Asia Trust and Investment Corp (亞洲信託), one of the four institutions still blacklisted by the nation's financial regulator, plans to complete a restructuring scheme through a share sale to foreign investors to prevent being taken over by the government, the company said yesterday.
"We plan to start the capital restructuring in March, beginning with capital reduction to cut NT$2.07 billion [US$63 million] of current capitalization amounting to NT$4.48 billion [to subsidize the loss]," Asia Trust spokesman Lee Cheng-chung (李政忠) said.
The company could then raise US$2 billion in fresh funds from three or four interested Japanese investors, including a major bank, via a private placement and form a new management team by the end of the second quarter, Lee said.
After completing the capital restructuring, Asia Trust plans to apply for a license to transform itself into a commercial bank and may initiate its second-stage capital expansion by raising another US$2 billion from European investors who could also help the bank explore business opportunities overseas, he added.
"The plan would eventually make Asia Trust 100 percent funded by foreign financial investors," Lee said.
The company's other alternative is to merge with other banks, although the decisive factor would be which option enabled the fastest access to funds, he said.
The nation's financial regulator used a government restructuring fund to take over another three problematic banks within a three-week span last month.
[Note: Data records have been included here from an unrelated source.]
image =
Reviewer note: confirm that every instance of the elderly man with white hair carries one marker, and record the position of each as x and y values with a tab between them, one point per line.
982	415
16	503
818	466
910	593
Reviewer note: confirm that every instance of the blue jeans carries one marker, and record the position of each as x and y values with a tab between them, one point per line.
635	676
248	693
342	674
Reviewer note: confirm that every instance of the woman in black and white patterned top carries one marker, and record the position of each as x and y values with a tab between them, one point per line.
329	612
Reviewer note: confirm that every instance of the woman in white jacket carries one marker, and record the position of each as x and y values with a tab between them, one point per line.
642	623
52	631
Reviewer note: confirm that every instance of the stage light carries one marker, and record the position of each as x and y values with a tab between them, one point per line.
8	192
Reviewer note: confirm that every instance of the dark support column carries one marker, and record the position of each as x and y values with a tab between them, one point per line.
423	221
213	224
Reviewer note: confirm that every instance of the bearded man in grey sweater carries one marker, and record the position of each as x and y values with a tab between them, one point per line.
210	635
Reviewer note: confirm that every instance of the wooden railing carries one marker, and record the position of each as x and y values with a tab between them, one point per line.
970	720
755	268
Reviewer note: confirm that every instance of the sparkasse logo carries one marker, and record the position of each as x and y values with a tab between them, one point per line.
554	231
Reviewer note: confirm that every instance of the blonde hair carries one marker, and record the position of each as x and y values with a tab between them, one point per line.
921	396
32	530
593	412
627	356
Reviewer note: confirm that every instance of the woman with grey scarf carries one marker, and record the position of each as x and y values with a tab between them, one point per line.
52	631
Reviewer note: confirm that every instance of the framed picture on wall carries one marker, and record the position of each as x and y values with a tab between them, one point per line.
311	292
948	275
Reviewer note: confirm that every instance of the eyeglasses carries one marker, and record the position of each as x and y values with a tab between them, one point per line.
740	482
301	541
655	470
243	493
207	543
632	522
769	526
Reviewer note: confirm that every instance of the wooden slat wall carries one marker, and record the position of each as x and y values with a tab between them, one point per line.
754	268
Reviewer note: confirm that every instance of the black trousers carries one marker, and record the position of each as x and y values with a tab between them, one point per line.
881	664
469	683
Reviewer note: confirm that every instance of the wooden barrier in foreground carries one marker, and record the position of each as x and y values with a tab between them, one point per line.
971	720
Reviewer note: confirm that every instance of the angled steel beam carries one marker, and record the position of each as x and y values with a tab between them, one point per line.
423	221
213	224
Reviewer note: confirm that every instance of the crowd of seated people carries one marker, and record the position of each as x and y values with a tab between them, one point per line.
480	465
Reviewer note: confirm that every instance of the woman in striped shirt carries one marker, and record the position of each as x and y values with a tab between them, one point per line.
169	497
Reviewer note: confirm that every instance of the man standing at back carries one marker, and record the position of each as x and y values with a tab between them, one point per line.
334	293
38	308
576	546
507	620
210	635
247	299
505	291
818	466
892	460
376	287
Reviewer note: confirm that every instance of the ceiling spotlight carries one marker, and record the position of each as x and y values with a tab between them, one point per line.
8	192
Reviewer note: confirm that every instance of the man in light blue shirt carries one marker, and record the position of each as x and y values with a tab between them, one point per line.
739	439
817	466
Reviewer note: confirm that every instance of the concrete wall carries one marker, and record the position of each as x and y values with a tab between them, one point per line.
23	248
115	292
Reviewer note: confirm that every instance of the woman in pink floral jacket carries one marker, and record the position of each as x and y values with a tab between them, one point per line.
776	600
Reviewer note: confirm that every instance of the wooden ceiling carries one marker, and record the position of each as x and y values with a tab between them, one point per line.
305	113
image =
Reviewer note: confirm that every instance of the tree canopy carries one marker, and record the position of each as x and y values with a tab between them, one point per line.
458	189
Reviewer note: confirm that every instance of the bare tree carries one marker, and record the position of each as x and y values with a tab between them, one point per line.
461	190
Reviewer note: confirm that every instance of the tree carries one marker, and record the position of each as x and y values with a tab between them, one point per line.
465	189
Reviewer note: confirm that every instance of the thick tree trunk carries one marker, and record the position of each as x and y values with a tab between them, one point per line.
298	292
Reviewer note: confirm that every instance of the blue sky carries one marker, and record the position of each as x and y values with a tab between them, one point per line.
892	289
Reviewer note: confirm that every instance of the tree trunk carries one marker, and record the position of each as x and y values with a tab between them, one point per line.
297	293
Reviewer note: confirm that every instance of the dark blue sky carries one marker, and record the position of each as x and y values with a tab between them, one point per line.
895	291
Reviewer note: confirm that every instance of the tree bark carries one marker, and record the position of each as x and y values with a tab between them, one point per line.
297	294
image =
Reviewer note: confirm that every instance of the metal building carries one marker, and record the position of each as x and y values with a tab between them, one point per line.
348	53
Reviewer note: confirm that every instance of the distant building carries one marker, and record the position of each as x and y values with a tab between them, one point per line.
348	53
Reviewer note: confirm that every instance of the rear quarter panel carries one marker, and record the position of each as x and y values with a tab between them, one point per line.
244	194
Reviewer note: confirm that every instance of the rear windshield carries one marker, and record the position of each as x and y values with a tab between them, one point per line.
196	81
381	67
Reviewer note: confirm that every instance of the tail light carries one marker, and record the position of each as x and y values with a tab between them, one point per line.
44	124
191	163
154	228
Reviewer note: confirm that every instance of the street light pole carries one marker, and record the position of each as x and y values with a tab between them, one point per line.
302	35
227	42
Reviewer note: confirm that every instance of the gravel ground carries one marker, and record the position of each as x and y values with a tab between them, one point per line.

The intensive takeover has sparked market concern that the fund of more than NT$50 billion might not be sufficient to handle the remaining blacklisted lenders, which include Asia Trust and Chinfon Bank (
"We are well aware of Asia Trust's self-help plans, and capital restructuring is just one of them," said Jong Huey-jen (鍾慧貞), deputy director-general of the Financial Supervisory Commission's Banking Bureau.
Jong said that the regulator did not care what form banks' bailout approaches took, as long as they could help inject fresh capital in time.
Last month, Taiwan Ratings Corp (中華信評) assigned "twBB+" long-term and "twB" short-term counterparty credit ratings to Asia Trust with a negative outlook on restricted business scope, weak profitability, poor asset quality and poor capitalization.
The outlook may be revised to stable if the company received a significant capital injection, said Taiwan Ratings, a local arm of Standard & Poor's Ratings Services.
The ratings agency yesterday affirmed its "twBBB-" long-term and "twA-3" short-term counterparty credit ratings on Chinfon Bank with a stable outlook.
The stable outlook reflects expectations that the bank's credit profile will remain stable over the medium term given its efforts to tighten risk controls.
The outlook may be revised to positive if Chinfon received a sizeable capital injection and implemented an effective strategy to strengthen its competitiveness and/or profitability, it added.